On Wednesday, however, Idaho became the first of those 10 states to have its so-called fetal pain law struck down by a federal court as an unconstitutional violation of Roe v. Wade.
Abortion-rights groups welcomed the Idaho ruling, and so did the National Right to Life Committee, from a different perspective. The committee voiced hope that an appeal would lead the case to the U.S. Supreme Court and produce a ruling upholding the right of states to use fetal pain as a ground for banning abortions after 20 weeks.
It could take at least a year, likely longer, for any legal challenge to reach the Supreme Court, even if the justices did agree to hear an abortion case. And there’s no guarantee the court’s makeup would be the same; at present, it’s generally viewed as representing a 5-4 majority in favor of upholding Roe, with Justice Anthony Kennedy considered a swing vote willing to consider some substantive state-level restrictions.

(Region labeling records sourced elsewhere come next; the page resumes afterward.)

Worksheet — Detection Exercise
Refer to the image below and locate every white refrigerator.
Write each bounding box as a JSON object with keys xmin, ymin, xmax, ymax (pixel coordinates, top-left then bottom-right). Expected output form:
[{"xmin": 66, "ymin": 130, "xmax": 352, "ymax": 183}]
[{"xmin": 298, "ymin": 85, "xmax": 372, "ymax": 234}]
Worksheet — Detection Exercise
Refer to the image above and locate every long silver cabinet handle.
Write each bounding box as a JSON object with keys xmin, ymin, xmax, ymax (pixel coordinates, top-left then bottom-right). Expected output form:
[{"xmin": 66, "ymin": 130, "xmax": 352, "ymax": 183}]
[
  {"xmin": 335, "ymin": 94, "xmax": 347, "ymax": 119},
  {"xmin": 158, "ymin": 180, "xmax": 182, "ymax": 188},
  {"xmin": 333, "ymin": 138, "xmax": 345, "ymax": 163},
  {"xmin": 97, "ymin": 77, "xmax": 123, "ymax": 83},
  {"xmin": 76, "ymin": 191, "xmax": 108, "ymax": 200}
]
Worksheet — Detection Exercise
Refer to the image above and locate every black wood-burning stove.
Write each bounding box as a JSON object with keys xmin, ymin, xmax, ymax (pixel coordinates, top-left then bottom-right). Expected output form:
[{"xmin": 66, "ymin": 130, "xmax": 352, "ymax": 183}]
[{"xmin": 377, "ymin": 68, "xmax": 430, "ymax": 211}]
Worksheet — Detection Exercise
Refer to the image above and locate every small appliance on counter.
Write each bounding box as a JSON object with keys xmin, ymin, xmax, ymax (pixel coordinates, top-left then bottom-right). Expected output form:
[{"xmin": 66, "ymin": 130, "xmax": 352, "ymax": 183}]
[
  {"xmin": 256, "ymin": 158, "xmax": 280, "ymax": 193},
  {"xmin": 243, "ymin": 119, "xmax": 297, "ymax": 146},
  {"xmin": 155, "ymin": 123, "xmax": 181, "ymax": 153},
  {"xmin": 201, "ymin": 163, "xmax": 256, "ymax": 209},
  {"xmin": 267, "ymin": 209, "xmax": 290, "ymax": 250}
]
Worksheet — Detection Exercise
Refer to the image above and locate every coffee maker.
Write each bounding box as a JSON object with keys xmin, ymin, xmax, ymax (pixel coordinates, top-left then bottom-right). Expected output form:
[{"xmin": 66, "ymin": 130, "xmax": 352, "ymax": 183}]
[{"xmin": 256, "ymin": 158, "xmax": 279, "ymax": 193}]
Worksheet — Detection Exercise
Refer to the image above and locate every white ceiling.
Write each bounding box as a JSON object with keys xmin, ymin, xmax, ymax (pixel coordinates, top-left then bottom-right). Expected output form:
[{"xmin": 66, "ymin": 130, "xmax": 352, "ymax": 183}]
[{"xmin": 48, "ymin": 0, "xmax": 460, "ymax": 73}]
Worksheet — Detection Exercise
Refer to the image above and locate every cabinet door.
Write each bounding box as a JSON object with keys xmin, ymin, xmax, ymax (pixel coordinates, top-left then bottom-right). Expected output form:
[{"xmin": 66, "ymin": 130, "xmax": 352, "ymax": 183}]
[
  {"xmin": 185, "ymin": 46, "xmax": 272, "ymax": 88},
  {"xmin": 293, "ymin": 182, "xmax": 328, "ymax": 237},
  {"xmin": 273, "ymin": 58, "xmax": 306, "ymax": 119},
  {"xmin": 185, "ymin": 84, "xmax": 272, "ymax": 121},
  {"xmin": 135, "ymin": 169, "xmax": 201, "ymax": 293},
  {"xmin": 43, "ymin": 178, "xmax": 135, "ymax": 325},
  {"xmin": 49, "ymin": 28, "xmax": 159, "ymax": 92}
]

Steve Aden, who helps oversee abortion issues for the Christian legal group Alliance Defending Freedom, suggested that the 20-week bans had a better chance of reaching the high court than measures such as the heartbeat bill or the new Arkansas ban.
However, he said the entire swath of bills conveyed a common message.
“What they demonstrate,” he said, “is that there’s a tidal wave of sentiment at the grass-roots level that abortion is unconscionable and that states should do their utmost in restricting it.”
From the other side of the debate, Nancy Northup of the Center for Reproductive Rights said she saw some educational value in laws like the Arkansas ban.
“They reveal what the end game is, which is to ban abortions as early as possible,” she said. “This isn’t chipping away. It’s taking a sledgehammer.”